Uluslararası Kriz Grubu'nun son raporu Türkiye'nin İsrail ve İran Krizleri, Nisan 2010'dan beri yaşanan gelişmeleri Ankara'nın bakış açısından değerlendirirken, özellikle de ülkenin yüzünü kesin olarak Doğu'ya döndüğü ve dış politikasının İslamcı bir ideolojiye dayandığı yönünde Orta Doğu'da ve Batı başkentlerinde tartışmalar yaratan politikalarını analiz ediyor. Aslında durumun bu şekilde olmadığını gösteren rapor, Türkiye ve İsrail'in gerilen ilişkilerini iyileştirmek için çaba sarf etmesi gerektiğini belirtiyor.
Kriz Grubu'nun Türkiye/Kıbrıs Projesi Direktörü Hugh Pope'a göre, "Türkiye son yirmi yılda çok değişti; daha zengin, kendine daha çok güvenen bir ülke oldu ve artık sadece Washington ve Brüksel'e bağlı değil. Yakın zamanda yaşanan güven krizlerine rağmen tüm tarafların halen birçok ortak noktalarının olduğunu ve bu ortak noktaların bölgedeki istikrarı artırmak için önemli bir temel oluşturduğunu hatırlaması" gerekiyor.
Rapora göre İsrail ile geçmişte iyi olan ilişkileri Türkiye'ye, Suriye-İsrail barış görüşmelerindeki kolaylaştırıcılık rolü de dahil olmak üzere, Orta Doğu'da benzersiz bir aracılık rolü veriyordu. Ancak, görünüşe göre iki tarafın da öngörmediği gelişmeler sonucu, Gazze ablukasını delmeye çalışan uluslararası bir yardım filosunu durduran İsrail komandolarının 31 Mayıs'ta sekiz Türk ve bir Türk kökenli Amerikan vatandaşını öldürmesiyle ilişkiler dibe vurdu.
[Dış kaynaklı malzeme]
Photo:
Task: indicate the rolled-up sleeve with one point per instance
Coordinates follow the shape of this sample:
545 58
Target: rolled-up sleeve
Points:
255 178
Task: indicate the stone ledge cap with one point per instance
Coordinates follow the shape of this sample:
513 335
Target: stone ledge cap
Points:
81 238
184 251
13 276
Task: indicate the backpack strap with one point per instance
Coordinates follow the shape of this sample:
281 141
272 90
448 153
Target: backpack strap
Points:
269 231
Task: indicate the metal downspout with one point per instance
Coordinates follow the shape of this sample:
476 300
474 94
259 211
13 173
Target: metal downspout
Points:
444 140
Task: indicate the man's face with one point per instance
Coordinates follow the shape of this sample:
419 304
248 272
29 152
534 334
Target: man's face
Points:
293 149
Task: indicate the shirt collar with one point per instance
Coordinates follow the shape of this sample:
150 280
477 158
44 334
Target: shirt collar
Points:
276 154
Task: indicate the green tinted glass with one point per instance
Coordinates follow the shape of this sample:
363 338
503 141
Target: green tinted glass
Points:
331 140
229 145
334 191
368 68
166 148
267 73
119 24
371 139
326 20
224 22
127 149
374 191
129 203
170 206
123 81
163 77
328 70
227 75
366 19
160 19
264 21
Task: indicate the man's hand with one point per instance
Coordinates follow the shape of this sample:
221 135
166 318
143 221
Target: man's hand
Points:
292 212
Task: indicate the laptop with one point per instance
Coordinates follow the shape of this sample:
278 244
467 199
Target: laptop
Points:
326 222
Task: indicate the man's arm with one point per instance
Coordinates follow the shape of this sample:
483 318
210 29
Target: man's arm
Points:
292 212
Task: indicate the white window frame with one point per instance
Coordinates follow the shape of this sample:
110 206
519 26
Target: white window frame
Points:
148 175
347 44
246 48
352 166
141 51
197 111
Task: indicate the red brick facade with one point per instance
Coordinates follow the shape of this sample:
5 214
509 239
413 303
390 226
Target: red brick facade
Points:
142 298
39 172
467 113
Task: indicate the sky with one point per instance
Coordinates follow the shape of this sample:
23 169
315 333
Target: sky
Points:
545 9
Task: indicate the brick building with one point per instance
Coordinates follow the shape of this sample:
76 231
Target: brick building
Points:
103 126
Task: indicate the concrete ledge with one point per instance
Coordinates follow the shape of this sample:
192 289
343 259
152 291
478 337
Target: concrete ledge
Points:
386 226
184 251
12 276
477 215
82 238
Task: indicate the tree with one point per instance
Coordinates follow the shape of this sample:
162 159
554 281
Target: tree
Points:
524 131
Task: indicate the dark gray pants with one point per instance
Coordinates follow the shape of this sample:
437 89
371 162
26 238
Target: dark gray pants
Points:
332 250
TÜRKİYE VE İSRAİL'E BM PANELİNDEN FAYDALANIN ÇAĞRISI
Raporda Türkiye ve İsrail'e ilişkilerini onarmak için bu trajik olayı incelemek üzere kurulan Birleşmiş Milletler panelinden faydalanmalı tavsiye ediliyor. İsrail'in, ilişkileri normalleştirmeye odaklanması gerektiği ve eğer askerlerinin ölçüsüz güç kullandığı veya suç işlediği ortaya çıkarsa, sanıkları yargılaması ve Türkiye'yi tatmin edecek adımlar atmanın yollarını bulması gerektiği vurgulanıyor. Ankara'nın ise bu soruşturmayı, İsrail ile uluslararası kamuoyuna gemideki gönüllülerin niyeti konusunda tatmin edici bir bilgilendirme yapmak için kullanması gerektiği, ağır talepler ve katı söylemlerden uzaklaşarak ilişkilerin iyileştirilmesi için kendi üzerine düşeni yerine getirmesi gerektiği belirtiliyor.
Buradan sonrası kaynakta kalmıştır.